Le BIM a renouvelé le débat quant à la professionnalisation ou non des écoles d’architecture. En effet, le BIM, si nouveau pourtant à l’échelle de l’histoire de l’art savant, s’invite déjà dans la pédagogie. Il y a d’un côté le discours de ceux qui estiment que la formation des architectes doit être plus technique. De l’autre ceux qui estiment qu’il y a de la place pour l’artisan architecte généraliste et que l’école doit d’abord proposer une pensée. Un débat qui ose une question : BIM ou pas BIM à l’école ? Et qu’est-ce que cela signifie pour les agences d’architecture que la question soit posée ?
Les tenants de l’architecte-technicien en veulent pour preuve la capacité des agences anglo-saxonnes, évidemment mieux structurées – c’est la City coco -, à s’accaparer des marchés dans le monde entier. Une capacité qui force l’admiration et heurte l’ego des Français qui, à l’instar des majors du bâtiment, se rêvent en champions du monde.

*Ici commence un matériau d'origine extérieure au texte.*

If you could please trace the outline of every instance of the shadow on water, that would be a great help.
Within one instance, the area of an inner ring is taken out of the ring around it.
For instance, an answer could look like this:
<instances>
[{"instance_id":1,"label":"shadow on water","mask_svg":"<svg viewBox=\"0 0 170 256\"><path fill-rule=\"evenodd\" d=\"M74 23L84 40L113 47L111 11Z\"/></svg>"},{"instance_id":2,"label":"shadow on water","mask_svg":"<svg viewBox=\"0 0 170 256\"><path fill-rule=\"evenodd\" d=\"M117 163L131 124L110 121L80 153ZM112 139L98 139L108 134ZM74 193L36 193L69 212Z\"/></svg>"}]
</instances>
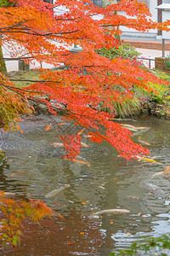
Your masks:
<instances>
[{"instance_id":1,"label":"shadow on water","mask_svg":"<svg viewBox=\"0 0 170 256\"><path fill-rule=\"evenodd\" d=\"M8 158L0 166L0 189L40 199L64 219L26 222L20 247L7 248L6 255L108 255L144 236L170 232L169 176L152 177L170 166L169 120L140 117L135 123L126 122L150 127L140 137L151 144L150 157L162 166L127 161L110 145L95 144L82 137L88 147L82 148L80 160L88 161L88 166L61 160L63 148L51 144L59 142L56 131L45 132L48 120L41 119L32 126L31 121L22 124L23 134L1 136L0 148ZM133 137L138 139L138 135ZM60 194L45 197L65 184L70 187ZM152 185L163 192L153 190ZM93 214L114 208L130 213Z\"/></svg>"}]
</instances>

En France, le discours politique actuel, chômage oblige, est le suivant : il faut pouvoir travailler en sortant de l’école. Du coup, le risque est grand que, sous la pression du marché, les écoles s’adaptent aux entreprises et deviennent des écoles professionnalisantes. Qui plus est, le risque est grand que ces étudiants trop techniques ne soient à leur tour dépassés dans dix ans par les nouvelles nouvelles technologies et nouveaux besoins du marché. Voyons, pour cet étudiant en 2016, le BIM c’est l’avenir, il mise tout et se forme à donf. En 2026, il a dix ans d’expérience. En 2016, ils sont où les experts en disquettes des années 2000 ?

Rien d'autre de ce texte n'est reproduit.